A BYOC container that works locally may fail in production under concurrent sessions, GPU memory pressure, or ungraceful restarts. Use this checklist to verify container behaviour before registering on mainnet.
GPU memory profiling
Profile your container under the expected concurrent session count:
# Monitor GPU memory during load test
watch -n 1 nvidia-smi
# Run multiple concurrent sessions against local orchestrator
for i in $(seq 1 5); do
curl -X POST http://localhost:8935/live-video-to-video -d '{"model_id":"my-model"}' &
done
Measure peak VRAM usage per session and multiply by expected concurrency. If peak exceeds your GPU’s VRAM, either reduce per-session memory (smaller batch size, lower resolution) or limit the Orchestrator’s maxSessions configuration.
Graceful shutdown
The Orchestrator sends SIGTERM when stopping a container.

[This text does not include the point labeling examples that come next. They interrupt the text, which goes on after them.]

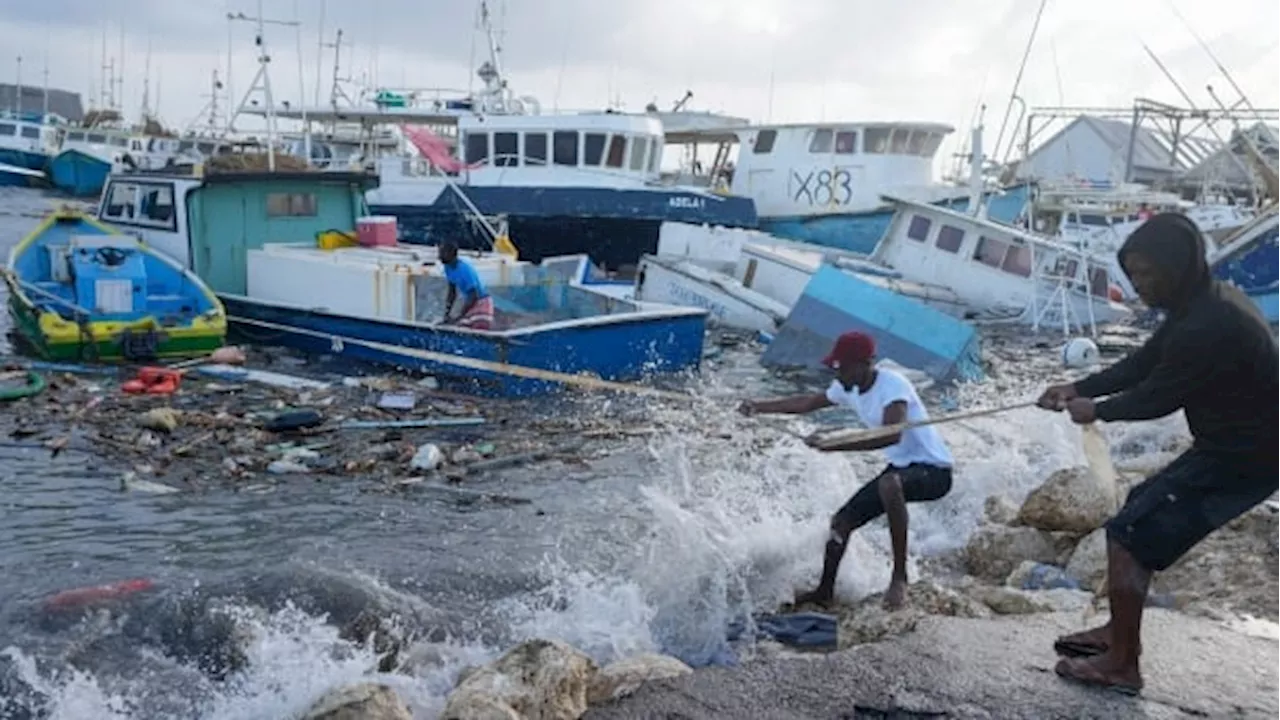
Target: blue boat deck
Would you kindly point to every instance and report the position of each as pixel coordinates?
(155, 288)
(549, 327)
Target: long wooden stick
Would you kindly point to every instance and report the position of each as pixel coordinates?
(848, 436)
(478, 364)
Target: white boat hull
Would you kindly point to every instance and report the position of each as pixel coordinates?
(682, 283)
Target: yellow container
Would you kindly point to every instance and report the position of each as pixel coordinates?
(333, 240)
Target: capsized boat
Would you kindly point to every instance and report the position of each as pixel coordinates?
(80, 290)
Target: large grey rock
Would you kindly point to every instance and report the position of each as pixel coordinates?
(534, 680)
(624, 677)
(995, 551)
(366, 701)
(1074, 500)
(1088, 563)
(1000, 669)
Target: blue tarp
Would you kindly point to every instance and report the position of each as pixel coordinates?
(906, 331)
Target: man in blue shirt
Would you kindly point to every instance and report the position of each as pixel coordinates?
(476, 304)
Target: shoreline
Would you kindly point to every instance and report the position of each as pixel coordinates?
(999, 668)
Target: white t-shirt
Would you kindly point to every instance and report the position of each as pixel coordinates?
(918, 445)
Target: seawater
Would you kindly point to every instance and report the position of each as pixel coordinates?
(653, 546)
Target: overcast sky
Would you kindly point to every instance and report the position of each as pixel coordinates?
(828, 59)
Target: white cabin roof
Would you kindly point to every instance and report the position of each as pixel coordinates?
(608, 122)
(735, 132)
(937, 210)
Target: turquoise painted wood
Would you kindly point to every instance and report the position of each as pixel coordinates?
(906, 331)
(231, 217)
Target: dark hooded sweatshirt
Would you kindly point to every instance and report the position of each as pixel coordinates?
(1214, 356)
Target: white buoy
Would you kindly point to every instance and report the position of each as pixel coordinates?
(1079, 352)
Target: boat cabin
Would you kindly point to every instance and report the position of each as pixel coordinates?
(814, 169)
(177, 214)
(992, 265)
(590, 149)
(27, 139)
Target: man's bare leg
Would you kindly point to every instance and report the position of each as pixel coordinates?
(1118, 666)
(895, 509)
(835, 552)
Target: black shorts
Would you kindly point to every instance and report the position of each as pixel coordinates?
(920, 483)
(1165, 515)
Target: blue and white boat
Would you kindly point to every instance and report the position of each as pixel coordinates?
(823, 183)
(263, 241)
(1249, 259)
(88, 155)
(28, 140)
(562, 182)
(13, 176)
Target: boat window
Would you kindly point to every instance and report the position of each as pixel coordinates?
(1018, 260)
(822, 140)
(617, 151)
(950, 238)
(593, 147)
(639, 146)
(156, 204)
(122, 201)
(764, 141)
(565, 147)
(931, 145)
(919, 228)
(535, 149)
(476, 147)
(1065, 268)
(991, 251)
(876, 140)
(897, 146)
(291, 205)
(1098, 282)
(915, 142)
(506, 149)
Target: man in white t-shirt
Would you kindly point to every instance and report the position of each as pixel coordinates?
(919, 463)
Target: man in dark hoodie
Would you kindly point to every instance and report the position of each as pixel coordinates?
(1215, 359)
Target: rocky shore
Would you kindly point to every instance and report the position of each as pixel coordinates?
(974, 641)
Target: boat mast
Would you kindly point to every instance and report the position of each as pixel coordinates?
(261, 81)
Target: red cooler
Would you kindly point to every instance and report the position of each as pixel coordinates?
(376, 231)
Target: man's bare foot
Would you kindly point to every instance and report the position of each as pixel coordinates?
(1095, 641)
(1087, 643)
(896, 595)
(1106, 670)
(823, 597)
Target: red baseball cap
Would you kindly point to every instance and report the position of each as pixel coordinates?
(849, 349)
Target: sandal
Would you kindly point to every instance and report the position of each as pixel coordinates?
(1086, 674)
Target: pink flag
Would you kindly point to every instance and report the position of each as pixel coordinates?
(433, 147)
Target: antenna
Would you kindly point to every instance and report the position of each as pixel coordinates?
(146, 83)
(261, 81)
(17, 94)
(320, 46)
(336, 91)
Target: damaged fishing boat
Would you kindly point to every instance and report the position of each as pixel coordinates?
(298, 261)
(80, 290)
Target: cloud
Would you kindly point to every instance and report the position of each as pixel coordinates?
(766, 59)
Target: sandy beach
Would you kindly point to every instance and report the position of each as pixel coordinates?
(999, 668)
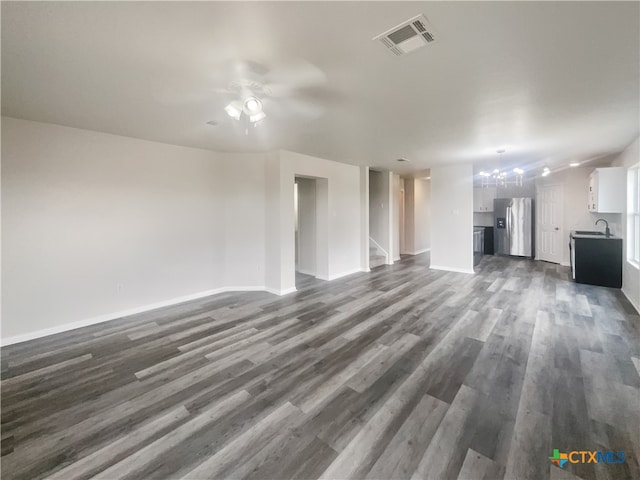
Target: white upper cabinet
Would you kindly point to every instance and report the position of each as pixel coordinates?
(483, 199)
(607, 190)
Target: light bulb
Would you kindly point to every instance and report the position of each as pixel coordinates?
(252, 104)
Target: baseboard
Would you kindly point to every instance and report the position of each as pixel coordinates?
(631, 301)
(306, 272)
(280, 293)
(424, 250)
(344, 274)
(106, 317)
(451, 269)
(133, 311)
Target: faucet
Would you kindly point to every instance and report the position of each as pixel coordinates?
(607, 232)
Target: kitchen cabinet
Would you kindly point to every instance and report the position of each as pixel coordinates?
(483, 199)
(607, 190)
(596, 260)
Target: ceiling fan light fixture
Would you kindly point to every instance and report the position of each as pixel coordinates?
(257, 117)
(233, 110)
(252, 106)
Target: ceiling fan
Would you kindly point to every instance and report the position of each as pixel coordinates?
(255, 91)
(250, 92)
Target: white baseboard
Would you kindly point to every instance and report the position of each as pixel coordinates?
(133, 311)
(280, 293)
(451, 269)
(631, 301)
(106, 317)
(306, 272)
(344, 274)
(418, 252)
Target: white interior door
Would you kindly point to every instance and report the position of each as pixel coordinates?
(549, 223)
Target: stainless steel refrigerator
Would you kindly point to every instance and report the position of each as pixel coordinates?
(513, 226)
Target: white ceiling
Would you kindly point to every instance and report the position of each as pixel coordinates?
(551, 82)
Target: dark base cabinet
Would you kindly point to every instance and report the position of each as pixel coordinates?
(598, 261)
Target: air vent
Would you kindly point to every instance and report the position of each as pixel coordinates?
(408, 36)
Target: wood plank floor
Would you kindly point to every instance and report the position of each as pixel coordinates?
(400, 373)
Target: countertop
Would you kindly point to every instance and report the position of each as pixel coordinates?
(596, 237)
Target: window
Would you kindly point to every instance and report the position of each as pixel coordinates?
(633, 216)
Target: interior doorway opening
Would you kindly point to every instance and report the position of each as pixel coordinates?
(311, 235)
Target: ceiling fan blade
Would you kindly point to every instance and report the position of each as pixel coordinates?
(284, 78)
(286, 108)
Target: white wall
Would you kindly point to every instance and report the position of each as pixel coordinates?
(452, 218)
(364, 219)
(95, 224)
(243, 188)
(409, 216)
(630, 273)
(422, 209)
(306, 226)
(395, 217)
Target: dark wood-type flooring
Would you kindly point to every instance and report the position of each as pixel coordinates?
(404, 372)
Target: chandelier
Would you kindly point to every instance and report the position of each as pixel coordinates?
(501, 178)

Handle it:
import signal
import asyncio
async def shutdown(server):
# Close active sessions
await server.close_all_sessions()
# Flush any buffered output
await server.flush()
def handle_sigterm(signum, frame):
asyncio.get_event_loop().create_task(shutdown(server))
signal.signal(signal.SIGTERM, handle_sigterm)
A container that does not handle SIGTERM is killed after a timeout (default 10 seconds). Active sessions receive no graceful close and may produce incomplete output.
Health check under load
The /health endpoint must return {"status": "ok"} even under full GPU load. If health checks fail, the Orchestrator stops advertising the capability and Gateways route elsewhere.
Common failure: the health check handler shares the GPU inference thread and blocks during heavy processing. Run health checks on a separate thread or async task.
Monitoring
Expose Prometheus metrics from your container for the Orchestrator’s monitoring stack:
| Metric | Description |
|---|
byoc_sessions_active | Current concurrent sessions |
byoc_frame_latency_ms | Per-frame processing latency histogram |
byoc_gpu_memory_bytes | Current GPU memory usage |
byoc_errors_total | Processing errors by type |
The Orchestrator’s Prometheus scraper picks up metrics from containers on the same Docker network.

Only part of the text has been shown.